计算两个字符串相(或句子)似度的方法1 编辑距离2 余弦相似度3 FuzzyWuzzy

主要方法有:编辑距离、余弦相似度、模糊相似度百分比

1 编辑距离

def levenshtein(first, second):
        ''' 编辑距离算法(LevD) 
            Args: 两个字符串
            returns: 两个字符串的编辑距离 int
        '''
        if len(first) > len(second):
            first, second = second, first
        if len(first) == 0:
            return len(second)
        if len(second) == 0:
            return len(first)
        first_length = len(first) + 1
        second_length = len(second) + 1
        distance_matrix = [list(range(second_length)) for x in range(first_length)]
        # print distance_matrix
        for i in range(1, first_length):
            for j in range(1, second_length):
                deletion = distance_matrix[i - 1][j] + 1
                insertion = distance_matrix[i][j - 1] + 1
                substitution = distance_matrix[i - 1][j - 1]
                if first[i - 1] != second[j - 1]:
                    substitution += 1
                distance_matrix[i][j] = min(insertion, deletion, substitution)
                # print distance_matrix
        return distance_matrix[first_length - 1][second_length - 1]
str1="hello,good moring"
str2="hi,good moring"
edit_distance=levenshtein(str1,str2)
edit_distance
4

2 余弦相似度

import math
import re
import datetime
import time

text1 = "This game is one of the very best. games ive  played. the  ;pictures? " \
        "cant descripe the real graphics in the game."
text2 = "this game have/ is3 one of the very best. games ive  played. the  ;pictures? " \
        "cant descriPe now the real graphics in the game."
text3 = "So in the picture i saw a nice size detailed metal puzzle. Eager to try since I enjoy 3d wood puzzles, i ordered it. Well to my disappointment I got in the mail a small square about 4 inches around. And to add more disappointment when I built it it was smaller than the palm of my hand. For the price it should of been much much larger. Don't be fooled. It's only worth $5.00.Update 4/15/2013I have bought and completed 13 of these MODELS from A.C. Moore for $5.99 a piece, so i stand by my comment that thiss one is overpriced. It was still fun to build just like all the others from the maker of this brand.Just be warned, They are small."
text4 = "I love it when an author can bring you into their made up world and make you feel like a friend, confidant, or family.

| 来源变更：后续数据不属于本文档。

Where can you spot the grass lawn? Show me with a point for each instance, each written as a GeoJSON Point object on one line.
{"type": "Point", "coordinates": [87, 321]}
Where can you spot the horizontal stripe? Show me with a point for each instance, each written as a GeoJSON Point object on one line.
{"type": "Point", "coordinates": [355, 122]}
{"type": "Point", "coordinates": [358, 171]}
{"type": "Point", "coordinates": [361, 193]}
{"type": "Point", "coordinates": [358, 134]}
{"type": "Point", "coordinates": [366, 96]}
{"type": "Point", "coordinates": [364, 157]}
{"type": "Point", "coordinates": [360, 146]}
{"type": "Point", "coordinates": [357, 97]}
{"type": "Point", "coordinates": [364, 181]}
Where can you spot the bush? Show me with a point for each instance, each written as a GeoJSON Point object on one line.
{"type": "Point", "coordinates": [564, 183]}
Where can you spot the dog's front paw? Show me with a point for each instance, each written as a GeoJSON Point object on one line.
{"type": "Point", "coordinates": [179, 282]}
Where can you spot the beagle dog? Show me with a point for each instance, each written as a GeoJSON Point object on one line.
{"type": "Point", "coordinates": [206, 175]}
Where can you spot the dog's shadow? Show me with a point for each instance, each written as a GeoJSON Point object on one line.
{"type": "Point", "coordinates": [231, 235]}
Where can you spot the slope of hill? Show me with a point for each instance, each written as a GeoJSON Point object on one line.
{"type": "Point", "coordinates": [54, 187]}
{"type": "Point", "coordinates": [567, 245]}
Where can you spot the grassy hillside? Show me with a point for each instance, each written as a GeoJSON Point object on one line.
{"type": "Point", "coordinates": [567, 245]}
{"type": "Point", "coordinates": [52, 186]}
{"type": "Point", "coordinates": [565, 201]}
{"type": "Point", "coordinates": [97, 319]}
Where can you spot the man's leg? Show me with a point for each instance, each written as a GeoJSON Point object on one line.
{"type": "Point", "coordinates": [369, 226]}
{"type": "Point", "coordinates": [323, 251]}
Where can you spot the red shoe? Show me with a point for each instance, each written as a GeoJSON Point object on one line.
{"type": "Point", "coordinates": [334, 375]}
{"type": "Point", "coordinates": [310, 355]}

Having a special child of my own I could relate to the teacher and her madcap class. I've also spent time in similar classrooms and enjoyed the uniqueness of each and every child. Her story drew me into their world and had me laughing so hard my family thought I had lost my mind, so I shared the passage so they could laugh with me. Read this book if you enjoy a book with strong women, you won't regret it."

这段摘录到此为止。